Mardy
- Full name: Mardy Association Football Club
- Nickname: the Rams
- Founded: 1889?
- Dissolved: 1924
- Ground: Mardy Athletic Ground
| Home colours |

= Mardy A.F.C. =

Former association football club in Wales

Mardy A.F.C. was a Welsh football team that played in the Southern League in the 1910s and 1920s. They were based in the village of Maerdy, Glamorgan.

==History==
The earliest records for the club date to the 1888–89 season. It won the second division of the South Wales League in 1904–05, clinching the title with a 6–1 win over Merthyr Vale to leapfrog Ton Pentre. The club took a more serious step in 1909, when incorporated as a limited company.

The club joined the Southern League (Division Two) for the 1911–12 season, but left at the end of 1913–14. After World War I they rejoined the league in 1919–20 and the following season their league was renamed as the Welsh Section.
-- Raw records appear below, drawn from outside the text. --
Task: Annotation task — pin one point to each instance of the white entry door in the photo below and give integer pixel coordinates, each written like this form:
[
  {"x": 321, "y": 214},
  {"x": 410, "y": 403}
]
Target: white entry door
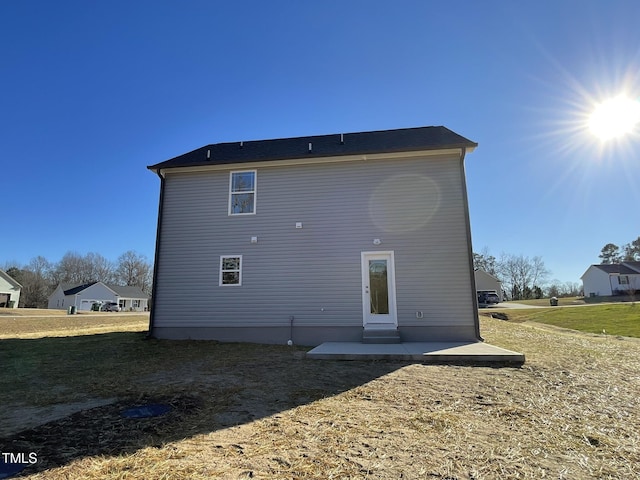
[{"x": 379, "y": 290}]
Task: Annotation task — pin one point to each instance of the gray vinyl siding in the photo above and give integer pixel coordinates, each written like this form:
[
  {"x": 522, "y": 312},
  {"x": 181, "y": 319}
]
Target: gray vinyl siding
[{"x": 314, "y": 273}]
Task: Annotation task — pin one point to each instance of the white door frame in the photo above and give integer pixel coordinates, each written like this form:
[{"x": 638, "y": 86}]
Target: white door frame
[{"x": 379, "y": 321}]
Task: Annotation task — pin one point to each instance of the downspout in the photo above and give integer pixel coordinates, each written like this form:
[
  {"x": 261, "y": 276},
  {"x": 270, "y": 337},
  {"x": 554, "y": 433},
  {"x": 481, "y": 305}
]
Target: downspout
[
  {"x": 156, "y": 258},
  {"x": 474, "y": 295}
]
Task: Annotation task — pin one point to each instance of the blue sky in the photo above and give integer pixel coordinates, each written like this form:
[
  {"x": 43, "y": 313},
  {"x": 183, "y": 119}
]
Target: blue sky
[{"x": 94, "y": 91}]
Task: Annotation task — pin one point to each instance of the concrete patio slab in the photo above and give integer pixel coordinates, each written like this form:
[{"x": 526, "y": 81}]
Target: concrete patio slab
[{"x": 477, "y": 353}]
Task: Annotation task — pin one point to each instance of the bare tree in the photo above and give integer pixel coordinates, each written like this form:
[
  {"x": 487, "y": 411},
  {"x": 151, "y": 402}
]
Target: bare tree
[
  {"x": 485, "y": 261},
  {"x": 134, "y": 269},
  {"x": 522, "y": 275},
  {"x": 76, "y": 269}
]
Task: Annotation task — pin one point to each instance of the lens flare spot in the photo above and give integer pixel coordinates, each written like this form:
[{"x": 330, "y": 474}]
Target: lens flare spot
[
  {"x": 404, "y": 203},
  {"x": 615, "y": 117}
]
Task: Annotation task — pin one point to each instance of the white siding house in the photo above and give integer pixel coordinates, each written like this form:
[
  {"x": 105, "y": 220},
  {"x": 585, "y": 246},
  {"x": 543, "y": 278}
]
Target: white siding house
[
  {"x": 9, "y": 291},
  {"x": 84, "y": 296},
  {"x": 314, "y": 239},
  {"x": 611, "y": 279}
]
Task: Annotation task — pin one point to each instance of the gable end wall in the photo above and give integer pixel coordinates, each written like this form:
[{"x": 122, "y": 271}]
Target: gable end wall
[{"x": 414, "y": 206}]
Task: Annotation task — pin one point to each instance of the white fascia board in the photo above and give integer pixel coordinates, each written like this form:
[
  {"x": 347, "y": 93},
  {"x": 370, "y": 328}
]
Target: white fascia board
[{"x": 458, "y": 152}]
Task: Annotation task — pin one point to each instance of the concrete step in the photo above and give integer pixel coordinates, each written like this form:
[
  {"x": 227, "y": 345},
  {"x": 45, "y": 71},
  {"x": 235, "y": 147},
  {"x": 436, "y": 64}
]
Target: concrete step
[{"x": 381, "y": 336}]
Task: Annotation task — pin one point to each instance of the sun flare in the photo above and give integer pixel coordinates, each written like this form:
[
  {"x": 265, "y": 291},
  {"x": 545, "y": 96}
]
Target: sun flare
[{"x": 615, "y": 117}]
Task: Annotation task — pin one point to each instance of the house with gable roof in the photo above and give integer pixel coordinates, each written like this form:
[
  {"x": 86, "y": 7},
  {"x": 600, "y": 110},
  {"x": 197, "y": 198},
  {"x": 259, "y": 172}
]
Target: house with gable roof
[
  {"x": 609, "y": 279},
  {"x": 84, "y": 296},
  {"x": 344, "y": 237}
]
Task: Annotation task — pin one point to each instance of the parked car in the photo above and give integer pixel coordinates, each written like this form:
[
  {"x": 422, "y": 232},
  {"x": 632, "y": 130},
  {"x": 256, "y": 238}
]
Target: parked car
[
  {"x": 111, "y": 307},
  {"x": 488, "y": 298}
]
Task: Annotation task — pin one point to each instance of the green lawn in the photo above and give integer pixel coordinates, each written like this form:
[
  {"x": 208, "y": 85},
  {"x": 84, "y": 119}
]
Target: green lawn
[{"x": 618, "y": 319}]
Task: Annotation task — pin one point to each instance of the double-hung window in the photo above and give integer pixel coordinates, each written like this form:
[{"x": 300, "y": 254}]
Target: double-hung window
[
  {"x": 242, "y": 193},
  {"x": 230, "y": 270}
]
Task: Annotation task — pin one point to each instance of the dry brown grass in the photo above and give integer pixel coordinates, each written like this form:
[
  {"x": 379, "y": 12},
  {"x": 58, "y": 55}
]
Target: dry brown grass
[
  {"x": 38, "y": 323},
  {"x": 572, "y": 411}
]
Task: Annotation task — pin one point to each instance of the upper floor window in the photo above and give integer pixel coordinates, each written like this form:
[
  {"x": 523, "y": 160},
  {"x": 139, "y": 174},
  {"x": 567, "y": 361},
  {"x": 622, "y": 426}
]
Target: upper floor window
[
  {"x": 242, "y": 193},
  {"x": 230, "y": 270}
]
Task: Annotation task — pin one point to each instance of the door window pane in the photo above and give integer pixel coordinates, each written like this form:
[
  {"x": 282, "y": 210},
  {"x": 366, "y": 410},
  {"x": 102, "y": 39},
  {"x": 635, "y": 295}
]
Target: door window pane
[{"x": 378, "y": 287}]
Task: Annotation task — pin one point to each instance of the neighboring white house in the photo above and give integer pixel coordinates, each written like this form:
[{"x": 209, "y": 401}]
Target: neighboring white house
[
  {"x": 487, "y": 282},
  {"x": 9, "y": 291},
  {"x": 84, "y": 296},
  {"x": 611, "y": 279},
  {"x": 315, "y": 239}
]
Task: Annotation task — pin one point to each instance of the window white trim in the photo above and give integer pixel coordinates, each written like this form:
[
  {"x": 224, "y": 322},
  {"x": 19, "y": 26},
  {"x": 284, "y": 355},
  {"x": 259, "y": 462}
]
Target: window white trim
[
  {"x": 253, "y": 192},
  {"x": 229, "y": 270}
]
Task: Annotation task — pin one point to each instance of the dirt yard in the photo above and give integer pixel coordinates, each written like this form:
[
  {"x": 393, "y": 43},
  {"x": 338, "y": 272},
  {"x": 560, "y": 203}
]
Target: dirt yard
[{"x": 572, "y": 411}]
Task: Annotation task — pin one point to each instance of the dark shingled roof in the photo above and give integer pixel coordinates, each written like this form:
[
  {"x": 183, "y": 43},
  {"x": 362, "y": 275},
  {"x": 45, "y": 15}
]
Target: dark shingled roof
[{"x": 362, "y": 143}]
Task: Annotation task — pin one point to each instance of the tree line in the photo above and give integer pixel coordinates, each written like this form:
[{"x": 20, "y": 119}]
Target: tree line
[
  {"x": 522, "y": 277},
  {"x": 40, "y": 277},
  {"x": 629, "y": 252}
]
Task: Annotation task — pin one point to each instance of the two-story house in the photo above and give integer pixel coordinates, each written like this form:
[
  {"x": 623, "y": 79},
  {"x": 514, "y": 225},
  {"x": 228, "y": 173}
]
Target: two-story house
[{"x": 314, "y": 239}]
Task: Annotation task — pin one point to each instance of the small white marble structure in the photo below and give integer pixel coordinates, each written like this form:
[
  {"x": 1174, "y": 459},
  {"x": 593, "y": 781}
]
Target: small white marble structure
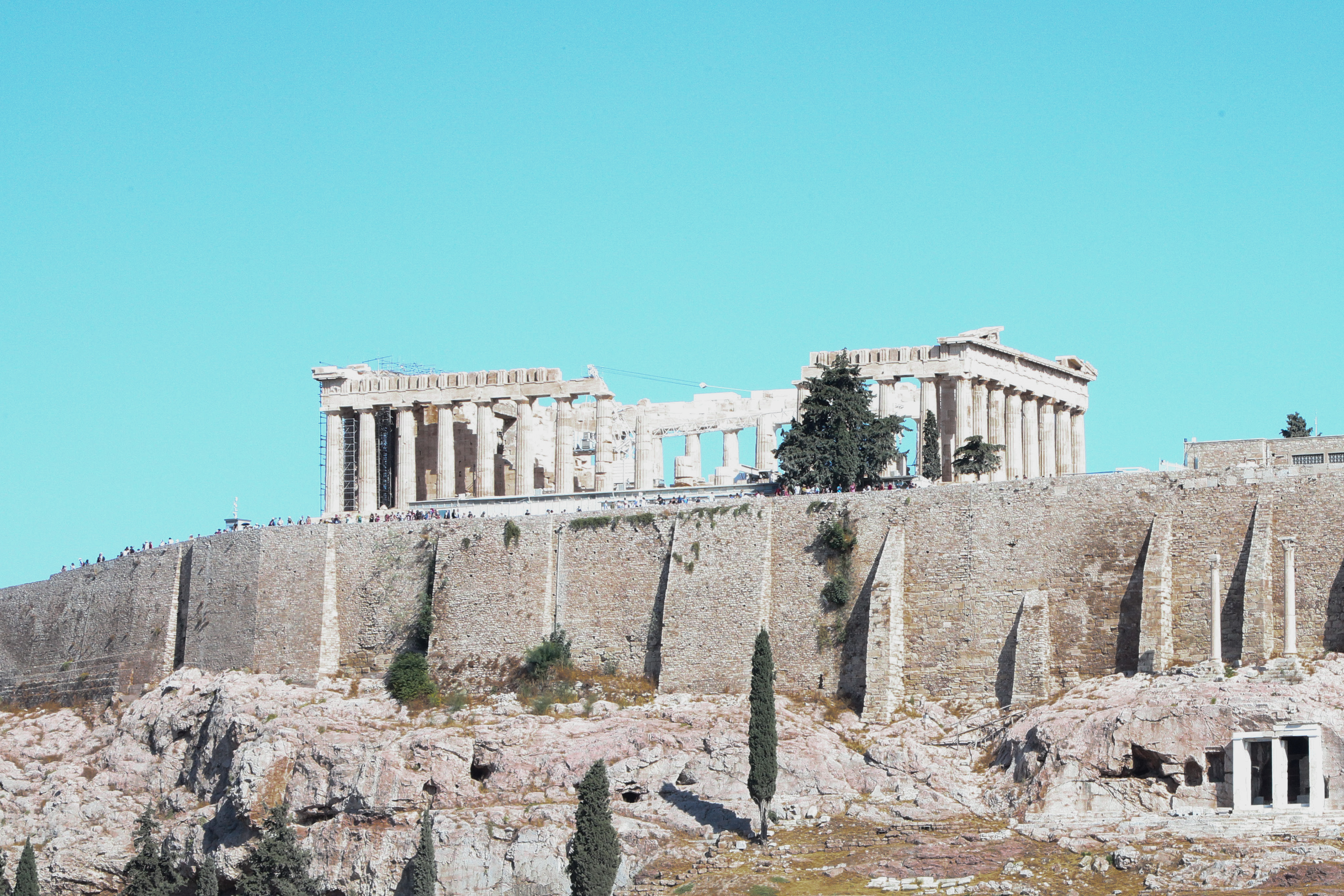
[{"x": 1279, "y": 770}]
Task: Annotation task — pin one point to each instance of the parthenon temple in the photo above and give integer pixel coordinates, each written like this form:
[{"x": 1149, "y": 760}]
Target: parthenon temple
[{"x": 394, "y": 438}]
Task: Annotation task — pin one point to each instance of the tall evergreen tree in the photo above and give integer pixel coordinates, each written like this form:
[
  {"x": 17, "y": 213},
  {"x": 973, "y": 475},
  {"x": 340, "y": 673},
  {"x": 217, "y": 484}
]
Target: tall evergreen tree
[
  {"x": 839, "y": 441},
  {"x": 596, "y": 855},
  {"x": 154, "y": 870},
  {"x": 931, "y": 459},
  {"x": 762, "y": 737},
  {"x": 424, "y": 868},
  {"x": 208, "y": 879},
  {"x": 978, "y": 457},
  {"x": 277, "y": 867},
  {"x": 26, "y": 879},
  {"x": 1296, "y": 429}
]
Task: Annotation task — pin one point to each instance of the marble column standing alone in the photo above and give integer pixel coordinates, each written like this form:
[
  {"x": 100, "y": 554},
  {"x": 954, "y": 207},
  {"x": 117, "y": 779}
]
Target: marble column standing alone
[
  {"x": 1013, "y": 435},
  {"x": 367, "y": 461},
  {"x": 1064, "y": 440},
  {"x": 980, "y": 409},
  {"x": 447, "y": 455},
  {"x": 1290, "y": 597},
  {"x": 1216, "y": 612},
  {"x": 604, "y": 456},
  {"x": 765, "y": 444},
  {"x": 1030, "y": 436},
  {"x": 962, "y": 401},
  {"x": 486, "y": 440},
  {"x": 525, "y": 456},
  {"x": 335, "y": 460},
  {"x": 1047, "y": 438},
  {"x": 565, "y": 445},
  {"x": 406, "y": 473},
  {"x": 1080, "y": 446},
  {"x": 693, "y": 450},
  {"x": 997, "y": 429}
]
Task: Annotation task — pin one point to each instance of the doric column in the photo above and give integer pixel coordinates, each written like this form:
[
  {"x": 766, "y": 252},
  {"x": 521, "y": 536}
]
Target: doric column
[
  {"x": 1047, "y": 437},
  {"x": 1290, "y": 597},
  {"x": 643, "y": 455},
  {"x": 995, "y": 402},
  {"x": 405, "y": 456},
  {"x": 526, "y": 455},
  {"x": 1216, "y": 612},
  {"x": 447, "y": 455},
  {"x": 486, "y": 449},
  {"x": 962, "y": 402},
  {"x": 1013, "y": 435},
  {"x": 730, "y": 450},
  {"x": 1030, "y": 436},
  {"x": 565, "y": 445},
  {"x": 335, "y": 461},
  {"x": 367, "y": 461},
  {"x": 1080, "y": 446},
  {"x": 1064, "y": 440},
  {"x": 765, "y": 444},
  {"x": 604, "y": 456}
]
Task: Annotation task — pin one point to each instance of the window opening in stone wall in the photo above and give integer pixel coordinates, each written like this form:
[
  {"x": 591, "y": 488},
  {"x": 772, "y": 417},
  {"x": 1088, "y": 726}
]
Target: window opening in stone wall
[
  {"x": 385, "y": 442},
  {"x": 1263, "y": 773},
  {"x": 1299, "y": 770},
  {"x": 350, "y": 472}
]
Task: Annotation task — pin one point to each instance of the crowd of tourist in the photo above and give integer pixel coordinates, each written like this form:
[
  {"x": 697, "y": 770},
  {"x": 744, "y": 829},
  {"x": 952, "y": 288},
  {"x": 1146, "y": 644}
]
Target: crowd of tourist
[{"x": 450, "y": 514}]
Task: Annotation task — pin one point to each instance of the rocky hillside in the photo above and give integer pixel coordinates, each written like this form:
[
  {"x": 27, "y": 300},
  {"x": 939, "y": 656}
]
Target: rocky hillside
[{"x": 945, "y": 793}]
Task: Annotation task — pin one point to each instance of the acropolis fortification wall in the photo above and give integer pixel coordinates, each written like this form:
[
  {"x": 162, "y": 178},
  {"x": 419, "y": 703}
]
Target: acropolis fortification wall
[{"x": 1006, "y": 590}]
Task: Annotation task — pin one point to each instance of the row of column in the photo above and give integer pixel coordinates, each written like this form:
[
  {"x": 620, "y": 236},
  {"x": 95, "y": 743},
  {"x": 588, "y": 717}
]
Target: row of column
[{"x": 1041, "y": 436}]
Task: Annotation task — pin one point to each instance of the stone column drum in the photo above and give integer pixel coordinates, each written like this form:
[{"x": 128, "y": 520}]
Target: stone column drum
[
  {"x": 335, "y": 461},
  {"x": 484, "y": 449},
  {"x": 447, "y": 487},
  {"x": 406, "y": 473},
  {"x": 1013, "y": 435},
  {"x": 367, "y": 461}
]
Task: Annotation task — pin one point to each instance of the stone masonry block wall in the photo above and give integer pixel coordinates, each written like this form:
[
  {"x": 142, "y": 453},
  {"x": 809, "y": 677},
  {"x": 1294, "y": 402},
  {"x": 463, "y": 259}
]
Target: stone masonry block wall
[{"x": 91, "y": 632}]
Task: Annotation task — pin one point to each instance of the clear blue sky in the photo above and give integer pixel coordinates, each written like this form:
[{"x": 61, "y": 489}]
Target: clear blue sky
[{"x": 200, "y": 202}]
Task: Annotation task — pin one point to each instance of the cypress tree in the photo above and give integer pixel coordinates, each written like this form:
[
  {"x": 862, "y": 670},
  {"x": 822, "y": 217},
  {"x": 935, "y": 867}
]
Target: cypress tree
[
  {"x": 1296, "y": 429},
  {"x": 596, "y": 854},
  {"x": 424, "y": 868},
  {"x": 208, "y": 881},
  {"x": 931, "y": 457},
  {"x": 762, "y": 738},
  {"x": 277, "y": 867},
  {"x": 839, "y": 441},
  {"x": 26, "y": 879}
]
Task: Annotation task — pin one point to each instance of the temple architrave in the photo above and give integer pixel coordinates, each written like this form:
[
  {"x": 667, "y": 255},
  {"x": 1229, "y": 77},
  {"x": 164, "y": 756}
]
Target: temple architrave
[
  {"x": 976, "y": 386},
  {"x": 394, "y": 438}
]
Mardy generally finished towards the bottom of the table in their seasons in the league. After the First Division sides left the league in 1920 to join The Football League Mardy continued to struggle, finishing in the bottom two in 1921–22. In the 1922–23 season, the club did not complete its fixtures, and its record was expunged; Mardy had actually played 17 of its 18 fixtures, and was lying 7th out of 10 in the table at the time it stopped playing.

In 1923–24, the club joined the Welsh League, but, on Easter Monday 1924, did not turn up to a fixture with Caerau. As a result, the Welsh Football Association fined the club £50 and imposed a suspension, which in practice finished the club, as there are no further references to it playing.

==Colours==

The club wore dark blue shirts with white knickers.

==Ground==

The club's ground was simply known as the Mardy Athletic Ground. The ground still exists close to the village centre, in Brook Street.

==Notable individuals==

Former Mardy players include Jack Cartmell, John Goodall and Proctor Hall. Tom Evans, who later played for Clapton Orient and earned several Welsh caps, started his career at the club.

Welsh international Charlie Morris managed the club briefly from 1913.